Strasburg’s outing — while not terrible — was far from his best this season. The two strikeouts he tallied are the fewest he’s thrown in a start while pitching five or more innings in his career. On the up side, he extended his scoreless inning stretch to 22 innings pitched before allowing an unearned run in the third, but that didn’t salvage the game for Washington.
The Giants struck first while sprinkling their three runs over the course of the game. Outfielder Travis Ishikawa scored on single hit by second baseman Joe Panik in the third inning, giving San Francisco a 1-0 lead before outfielder Hunter Pence scored off a single hit by first baseman Brandon Belt in the fourth inning; Giants 2, Nats 0.
Then, in the seventh inning, Panik led off with a triple off right-handed reliever Craig Stammen and proceeded to score on a single hit by catcher Buster Posey; Giants 3, Nats 0.
What it boils down to is that Washington’s troubles came in the form of Giants right-handed starter Jake Peavy.
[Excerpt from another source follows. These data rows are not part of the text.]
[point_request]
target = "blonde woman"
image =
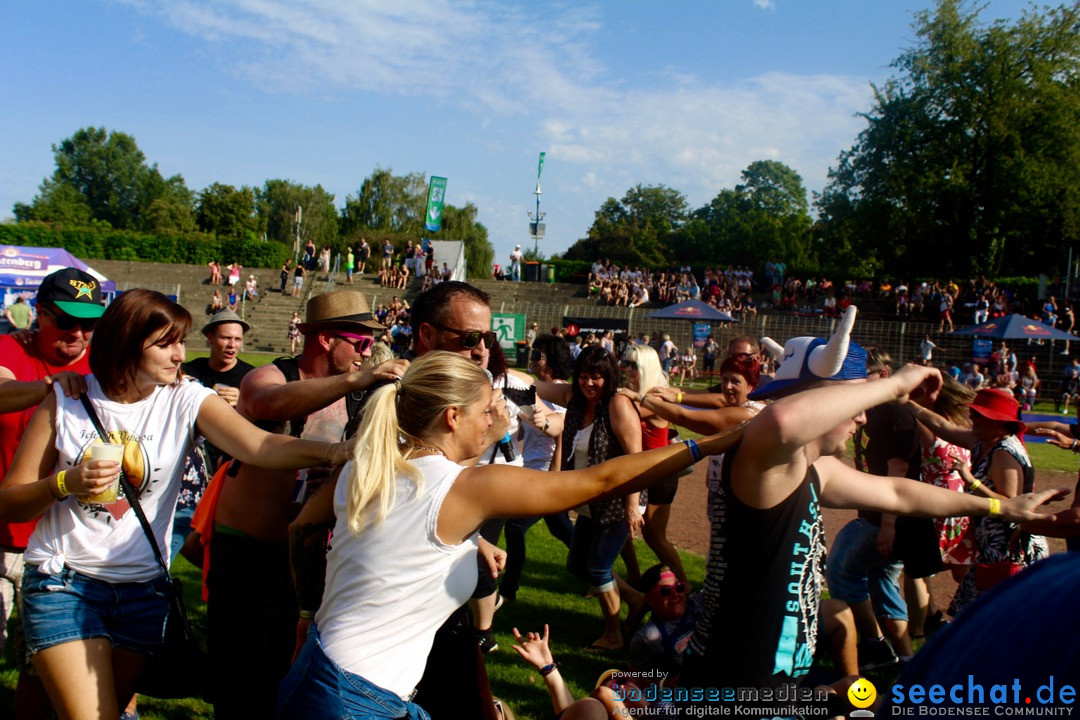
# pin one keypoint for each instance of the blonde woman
(406, 532)
(644, 375)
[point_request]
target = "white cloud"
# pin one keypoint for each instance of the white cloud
(686, 132)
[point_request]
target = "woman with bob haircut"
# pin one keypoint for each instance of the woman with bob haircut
(403, 557)
(1001, 469)
(599, 424)
(94, 598)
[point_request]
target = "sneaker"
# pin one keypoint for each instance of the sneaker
(487, 642)
(876, 654)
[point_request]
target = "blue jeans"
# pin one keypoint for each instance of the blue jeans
(316, 688)
(856, 571)
(69, 606)
(559, 527)
(593, 551)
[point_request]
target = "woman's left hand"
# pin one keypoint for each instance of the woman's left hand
(1022, 508)
(1055, 438)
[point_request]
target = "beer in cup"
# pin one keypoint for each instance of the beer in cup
(107, 451)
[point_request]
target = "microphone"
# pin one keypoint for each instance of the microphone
(507, 447)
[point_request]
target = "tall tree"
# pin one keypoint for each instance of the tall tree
(105, 172)
(636, 230)
(970, 162)
(227, 212)
(277, 204)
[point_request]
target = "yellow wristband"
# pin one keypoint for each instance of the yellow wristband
(61, 485)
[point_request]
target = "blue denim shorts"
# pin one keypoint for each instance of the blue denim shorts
(856, 571)
(70, 606)
(316, 687)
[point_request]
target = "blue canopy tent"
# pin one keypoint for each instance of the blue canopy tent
(692, 310)
(22, 269)
(1015, 326)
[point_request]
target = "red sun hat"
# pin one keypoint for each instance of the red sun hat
(999, 405)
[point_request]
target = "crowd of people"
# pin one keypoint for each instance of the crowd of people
(349, 535)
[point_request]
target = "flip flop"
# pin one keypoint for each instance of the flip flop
(594, 649)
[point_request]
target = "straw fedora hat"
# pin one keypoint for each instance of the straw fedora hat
(338, 309)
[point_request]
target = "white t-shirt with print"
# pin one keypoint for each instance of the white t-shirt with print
(107, 542)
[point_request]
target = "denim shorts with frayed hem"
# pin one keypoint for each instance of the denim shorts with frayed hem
(69, 606)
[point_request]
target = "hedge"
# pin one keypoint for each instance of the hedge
(192, 248)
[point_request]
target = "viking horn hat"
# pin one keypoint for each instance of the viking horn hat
(805, 360)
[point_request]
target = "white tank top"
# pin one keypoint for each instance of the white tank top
(391, 587)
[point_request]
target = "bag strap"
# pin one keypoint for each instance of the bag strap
(129, 490)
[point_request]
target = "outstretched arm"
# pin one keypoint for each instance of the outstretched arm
(784, 428)
(505, 491)
(703, 421)
(847, 488)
Peavy held the Nats’ offense to two hits over five and two-thirds innings pitched while striking out three and walking three on 104 pitches and 62 strikes.
Washington garnered a small glimmer of a hopeful spark in the fifth inning when outfielder Bryce Harper singled off Peavy for their first hit of the day but a more significant and productive spark made its way into the bottom half of the seventh inning as Harper crushed a leadoff homerun that landed in the upper deck of Nationals Park (section 236 to be exact) against right-handed reliever Hunter Strickland to put a Washington run on the scoreboard; Giants 3, Nats 1.
Second baseman Asdrubal Cabrera kept the momentum going and followed Harper’s lead by knocking a solo homerun with one out into the home bullpen in right field bringing Washington within one run of the Giants; Giants 3, Nats 2.
“We hadn’t done much offensively till that point and [Harper] gave us a spark,” Manager Matt Williams said after the game. “[Cabrera] followed, and we had opportunities.”
The Nats’ offensive efforts in the seventh inning weren’t enough to get over the one run lead San Francisco held onto. Washington only managed a couple more singles in the eighth inning before being shut down for the night.